Potters boss Tony Pulis made his move with 57 minutes gone when he withdrew Walters and replaced him with Ricardo Fuller, who joined Jones in attack and Tuncay Sanli slipped in behind them.
They went close with 61 minutes gone when keeper Mignolet failed to collect Etherington's left-wing corner and first Huth and then Tuncay attempted to pounce on the loose ball, only for Phil Bardsley to get there first.
Sunderland defender John Mensah, who had earlier twice gone down in apparent agony clutching his shoulder, was replaced by Anton Ferdinand with 23 minutes remaining as Bruce attempted to strengthen his rearguard for weathering an expected late onslaught.
But his side enjoyed a major escape with 19 minutes remaining when Jones' header from an Etherington corner looked to be creeping inside the far post until Cattermole bundled it away with more than a hint of handball.
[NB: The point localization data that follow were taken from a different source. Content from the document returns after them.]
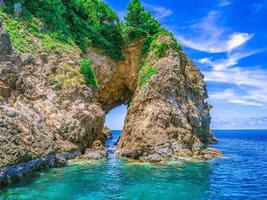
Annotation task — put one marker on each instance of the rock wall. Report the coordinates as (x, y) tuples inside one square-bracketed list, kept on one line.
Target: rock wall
[(117, 80), (168, 118), (45, 108)]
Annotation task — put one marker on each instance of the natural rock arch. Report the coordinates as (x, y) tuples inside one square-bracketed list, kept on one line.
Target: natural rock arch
[(167, 118)]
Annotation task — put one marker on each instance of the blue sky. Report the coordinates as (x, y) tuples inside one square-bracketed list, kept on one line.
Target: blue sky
[(227, 39)]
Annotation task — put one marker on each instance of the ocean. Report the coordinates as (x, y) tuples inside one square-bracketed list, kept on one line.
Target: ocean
[(240, 174)]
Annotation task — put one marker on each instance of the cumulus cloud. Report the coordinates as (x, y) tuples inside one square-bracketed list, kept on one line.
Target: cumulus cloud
[(250, 123), (159, 12), (223, 3), (209, 36)]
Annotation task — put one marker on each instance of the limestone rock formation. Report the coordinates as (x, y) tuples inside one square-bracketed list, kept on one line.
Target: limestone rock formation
[(168, 118), (45, 108)]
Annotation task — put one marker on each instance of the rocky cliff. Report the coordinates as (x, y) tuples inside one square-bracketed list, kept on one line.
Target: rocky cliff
[(46, 109), (168, 118)]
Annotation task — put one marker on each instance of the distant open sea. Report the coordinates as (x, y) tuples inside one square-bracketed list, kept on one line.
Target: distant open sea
[(241, 174)]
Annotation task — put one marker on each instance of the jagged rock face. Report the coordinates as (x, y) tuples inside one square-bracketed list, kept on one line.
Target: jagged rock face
[(168, 118), (117, 80), (44, 109)]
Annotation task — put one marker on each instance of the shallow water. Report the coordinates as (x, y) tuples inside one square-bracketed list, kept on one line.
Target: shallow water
[(241, 174)]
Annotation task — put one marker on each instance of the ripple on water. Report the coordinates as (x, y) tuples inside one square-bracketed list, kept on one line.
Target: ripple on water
[(241, 174)]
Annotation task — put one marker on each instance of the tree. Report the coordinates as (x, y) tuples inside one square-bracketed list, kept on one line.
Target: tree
[(139, 22)]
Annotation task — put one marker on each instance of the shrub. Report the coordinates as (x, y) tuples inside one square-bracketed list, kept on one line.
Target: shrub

The Black Cats skipper hacked another Jones header off the line from the resulting corner to deepen Stoke's woes with the pressure mounting.
Shawcross, who had earlier been booked for a dreadful challenge on Danny Welbeck, was cautioned again, perhaps harshly, for a trip on Gyan and was sent off eight minutes from time.
And the points were safe when Gyan fired handsomely into the bottom corner from substitute Kieran Richardson's left-wing cross.
Sunderland boss Steve Bruce was delighted with his players as they went some way to making amends for their derby drubbing by seeing off Stoke.
The three points moved the Wearsiders back into seventh place in the Premier League, six days after their 5-1 defeat at Newcastle.
Bruce said: "It's been a tough week and the one thing I am pleased about is the young players. They were all determined, and they were maybe trying too hard in the first half, to try to make amends if they could.
"In some eyes we have repaired some damage, in some eyes we won't repair it at all, but thankfully we showed a bit of bottle, we kept a clean sheet and showed what we are made of a little bit in a really difficult week."
He added: "Thankfully the new striker (Gyan) showed what a class act he is today. I thought he was terrific. He gave us a spark and lift which we needed."
Bruce admitted Sunderland had been lucky to avoid a red card for Cattermole, and Stoke boss Tony Pulis was furious.
Pulis said: "The decision was a game-changing decision. That's the sixth in 11 games that we have had given against us.
"It's handball, everybody will agree it's handball, Cattermole gets sent off, you hope you score the penalty and it's then 11 Stoke City players against 10 Sunderland players with 20 minutes to go.
"Shawcross doesn't get sent off and it is a completely different game. It's very, very disappointing.
"You go into games and referees are going to make mistakes, like players do, like every one of us in this room will do. You just hope they don't make game-changing mistakes.
"I have just seen the television replay. I never see the referee, but I will go to see him today. He has actually got a clear view from the camera angle that I have seen."
Pulis also defended Shawcross for the 79th-minute challenge on Welbeck that cost him his first booking.
He said: "People make split-second decisions to make challenges and sometimes they mistime the challenges, you are going to have to accept that.
"I don't think anybody goes out to seriously, seriously hurt another player. Those days are gone."